A Novel OpenFOAM Library for Magneto-Hydrodynamics Studies in the Nuclear Fusion Field

The intricate interplay between externally imposed magnetic fields and the dynamic behaviour of conducting fluids constitutes a challenging magneto-hydrodynamic (MHD) multi-physics problem of significant importance within the nuclear field. Studying such phenomena is crucial for comprehending and optimising processes inherent to this field, encompassing scenarios like magnetic confinement fusion reactors. The current open-source OpenFOAM solver, albeit validated, has limited modelling capabilities as it is suited only for incompressible, isothermal, and laminar flows; thus, there is interest in developing a complete MHD library that can tackle fusion-relevant conditions, involving, for example, the MHD flow in liquid metal or molten salts blankets and the confinement of the hot plasma. This work presents the development and verification of magnetoHDFoam, a new OpenFOAM computational library designed for simulating the complex fluid dynamics of MHD flows, with a particular emphasis on practical applications within the domain of the nuclear field.
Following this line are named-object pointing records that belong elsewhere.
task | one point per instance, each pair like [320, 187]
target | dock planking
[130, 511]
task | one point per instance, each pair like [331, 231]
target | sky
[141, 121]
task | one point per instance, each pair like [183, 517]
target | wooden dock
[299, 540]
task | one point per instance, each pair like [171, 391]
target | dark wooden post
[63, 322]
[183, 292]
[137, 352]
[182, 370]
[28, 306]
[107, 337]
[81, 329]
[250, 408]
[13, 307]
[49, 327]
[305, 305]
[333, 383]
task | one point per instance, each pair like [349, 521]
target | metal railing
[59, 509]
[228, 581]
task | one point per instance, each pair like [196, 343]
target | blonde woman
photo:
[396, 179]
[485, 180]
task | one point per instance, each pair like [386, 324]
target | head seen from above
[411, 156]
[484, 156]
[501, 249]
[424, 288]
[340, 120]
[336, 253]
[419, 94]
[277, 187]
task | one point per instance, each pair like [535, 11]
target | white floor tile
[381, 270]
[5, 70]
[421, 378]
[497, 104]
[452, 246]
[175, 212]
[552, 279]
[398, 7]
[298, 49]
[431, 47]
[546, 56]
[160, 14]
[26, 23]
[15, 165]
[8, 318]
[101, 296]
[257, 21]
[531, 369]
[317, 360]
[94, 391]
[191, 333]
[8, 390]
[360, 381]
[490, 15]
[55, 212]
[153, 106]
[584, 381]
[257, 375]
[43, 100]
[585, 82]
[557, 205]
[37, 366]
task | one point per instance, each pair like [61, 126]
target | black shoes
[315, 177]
Compared to the existing OpenFOAM library, the presented solver has been designed for transient simulations of compressible fluids, both for laminar and turbulent regime with (eventually) temperature and density variations. For verification, the new library is tested against well-established benchmark tests and analytical cases (Hartmann flow, Shercliff flow, Hunt flow and thermal Shercliff flow) representing MHD phenomena within fusion reactors, focusing on conductive fluids under externally imposed magnetic fields. The library exhibits good agreement with the expected results, confirming its capability to reproduce the effects of magnetic fields on fluid flow regimes. As such, it represents a useful computational tool for the in-depth study of MHD phenomena in the context of nuclear fusion research, offering significant insights into the behaviour of conducting fluids in the presence of magnetic fields.